CMOS

From ArticleWorld

CMOS stands for complimentary metal-oxide-semiconductor. It forms an important category of integrated circuit chips. CMOS chips essentially consist of two metal-oxide semiconductor field effect transistors (MOSFETS), one which N-type or negative and another which is P-type or positive; hence the word ‘complimentary’. CMOS circuitry is very common in random-access memory (RAM) and applications involving switching. This technology has been popularized because of the fact that these devices have considerably high speeds and require amazingly low amounts of power. These properties have made it especially important in applications requiring low consumption of power leading to greater battery life.

Technical features of CMOS

Complimentary metal-oxide semiconductor involves logic that is denser than other implementations of identical functionality. Only one of the two transistors can be turned on at one time, making CMOS ideal for switching purposes in electronics.

Logic gates are implemented by the positive and negative type MOSFETs which are present inside the CMOS chip. CMOS logic is known for lesser energy dissipation than other systems performing the same functions. This means that CMOS devices do not heat up excessively.

The size of a CMOS chip may vary from just 0.1 to 4 cm². Each chip may consist of several hundred million transistors. These chips are fabricated in many variants.

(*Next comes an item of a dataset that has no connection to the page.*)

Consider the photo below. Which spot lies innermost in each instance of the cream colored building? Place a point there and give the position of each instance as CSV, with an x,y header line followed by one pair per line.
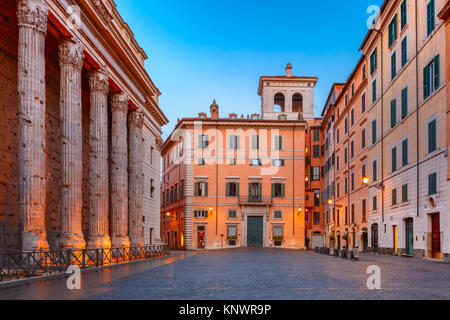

The P-type MOSFETs are complementary to the N-type ones since they are brought on when their gate voltage dips well below the voltage of the source. Also, when the N-type is off, the P-type turns on, and vice versa. In CMOS logic there exists a collection of negative-type MOSFETs arranged in a pull-down network between the lower-voltage supply rail and the output. This voltage is referred to as Vss. In a pull-up network between the higher-voltage rail and the output, CMOS logic gates have a collection of positive type MOSFETs.

Power is dissipated in CMOS circuits by the charging and discharging of the various capacitances involved. These may be the gate, wire, drain or the source capacitances. The total power dissipated can be calculated by using the formula: P=CV²f, where C is the capacitance, V is the voltage change and f is the frequency.

History of CMOS

CMOS circuits were developed in 1963 by Fairchild Semiconductor. Frank Wanlass of the company spearheaded research in this direction. It was initially seen as a low-power device that could be used in place of TTL components. It found use in the watch manufacturing industry, where battery life has always assumed more importance than speed of operation. As years progressed, CMOS became the most predominant technology in digital integrated circuits. CMOS technology has greatly contributed to the reduction in sizes of semiconductor-based equipment. Operating speeds too have been greatly enhanced by the use of CMOS.

Many of the early CMOS circuits were prone to damage due to static electricity. Technological improvements in newer generations of CMOS devices have seen the emergence of adequate protection circuits to absorb static charges. Thus delicate layers of oxide and P-N junctions could be guarded against damage.

Some of the hallmarks of newer CMOS devices are simplicity, low power dissipation and the ability for better integration densities. CMOS logic functionality was in the beginning available only on the 4000 series of integrated circuits. The future saw the 7400 series too being fabricated in CMOS and NMOS forms apart from other variants.